Only people who had worked with Bishop would know that she had done work with the herpes virus as a post-doctoral student and had talked about how it could cause encephalitis. She also had written an unpublished novel in which a herpes-like virus spreads throughout the world, causing pregnant women to miscarry.
By the time of the reports, the police had already swept every room of the science building, finding only a 9-millimeter handgun in the second-floor restroom.
But the anxious warnings reflected the fears of those who know Bishop that she could go to great lengths to retaliate against those she felt had wronged her.
Over the years, Bishop had shown evidence that the smallest of slights could set off a disproportionate and occasionally violent reaction, according to interviews with colleagues and others who know her.

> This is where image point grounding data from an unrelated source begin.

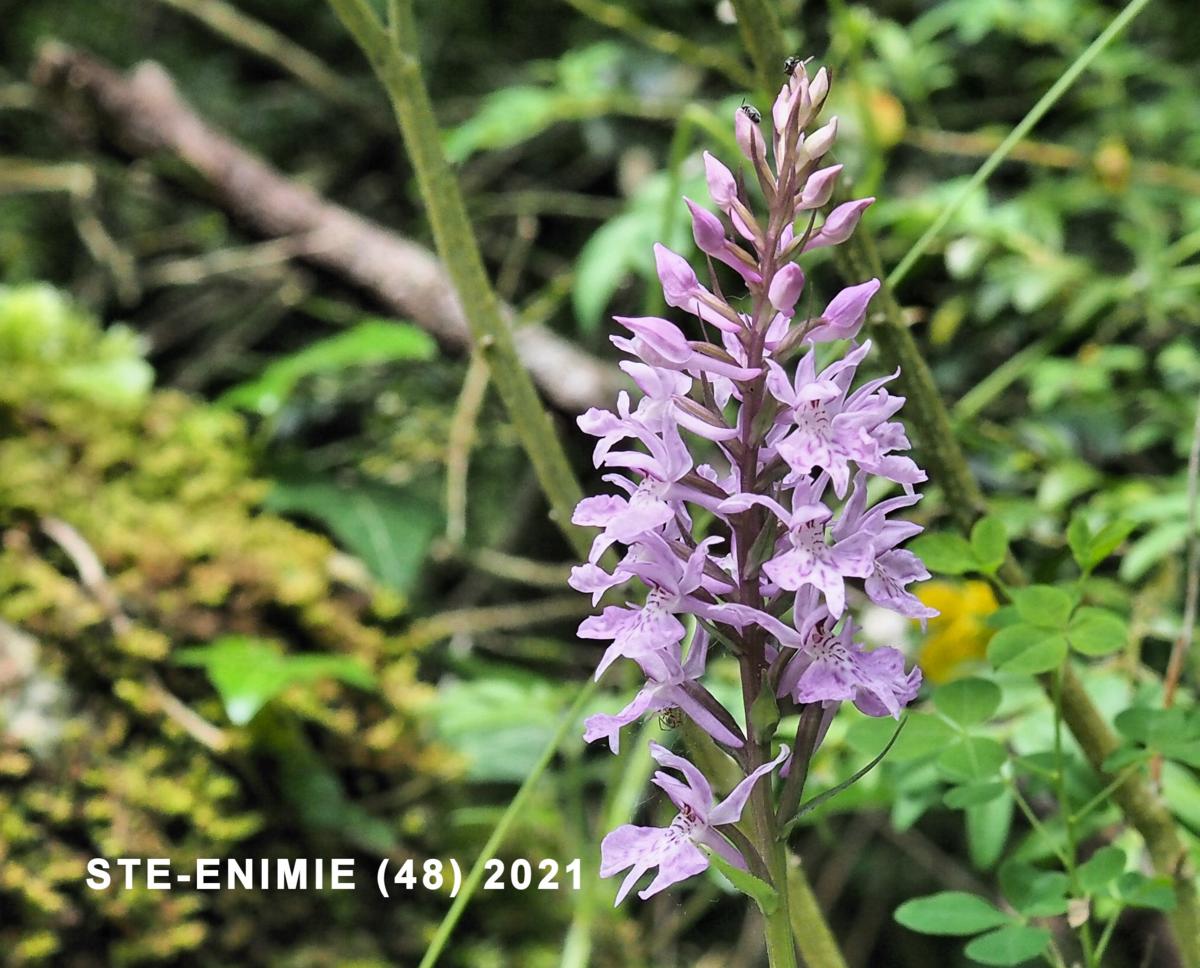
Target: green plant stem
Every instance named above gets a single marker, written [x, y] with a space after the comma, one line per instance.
[234, 25]
[762, 34]
[1017, 134]
[514, 810]
[664, 41]
[965, 501]
[943, 456]
[809, 925]
[397, 67]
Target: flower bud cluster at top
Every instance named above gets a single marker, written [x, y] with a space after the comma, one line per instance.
[785, 489]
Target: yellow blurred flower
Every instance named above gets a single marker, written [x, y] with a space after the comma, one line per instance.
[958, 635]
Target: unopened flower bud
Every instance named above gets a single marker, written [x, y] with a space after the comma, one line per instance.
[749, 137]
[721, 185]
[785, 288]
[819, 188]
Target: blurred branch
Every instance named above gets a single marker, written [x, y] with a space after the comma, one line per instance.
[664, 41]
[78, 181]
[147, 115]
[459, 446]
[268, 43]
[1183, 643]
[394, 56]
[1048, 155]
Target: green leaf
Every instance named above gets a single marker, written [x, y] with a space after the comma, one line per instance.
[1090, 549]
[1140, 891]
[967, 701]
[1044, 606]
[972, 758]
[385, 527]
[923, 735]
[1012, 944]
[1097, 631]
[1032, 891]
[507, 118]
[951, 913]
[989, 541]
[970, 794]
[247, 673]
[763, 895]
[988, 828]
[826, 795]
[1175, 732]
[945, 553]
[372, 341]
[499, 723]
[1079, 540]
[1026, 650]
[1159, 542]
[605, 262]
[1101, 870]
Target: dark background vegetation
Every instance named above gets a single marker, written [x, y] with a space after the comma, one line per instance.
[405, 675]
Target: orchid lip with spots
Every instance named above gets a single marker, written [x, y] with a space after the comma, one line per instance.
[742, 504]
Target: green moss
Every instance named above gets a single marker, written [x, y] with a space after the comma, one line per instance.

Her life seemed to veer wildly between moments of cold fury and scientific brilliance, between rage at perceived slights and empathy for her students.
Her academic career slammed to a halt with the shooting rampage against her colleagues. Bishop, 45, is accused of killing three fellow biology professors at a faculty meeting. Three others were wounded.
Her lawyer says that she remembers nothing of the shootings and that he plans to have her evaluated by psychiatrists.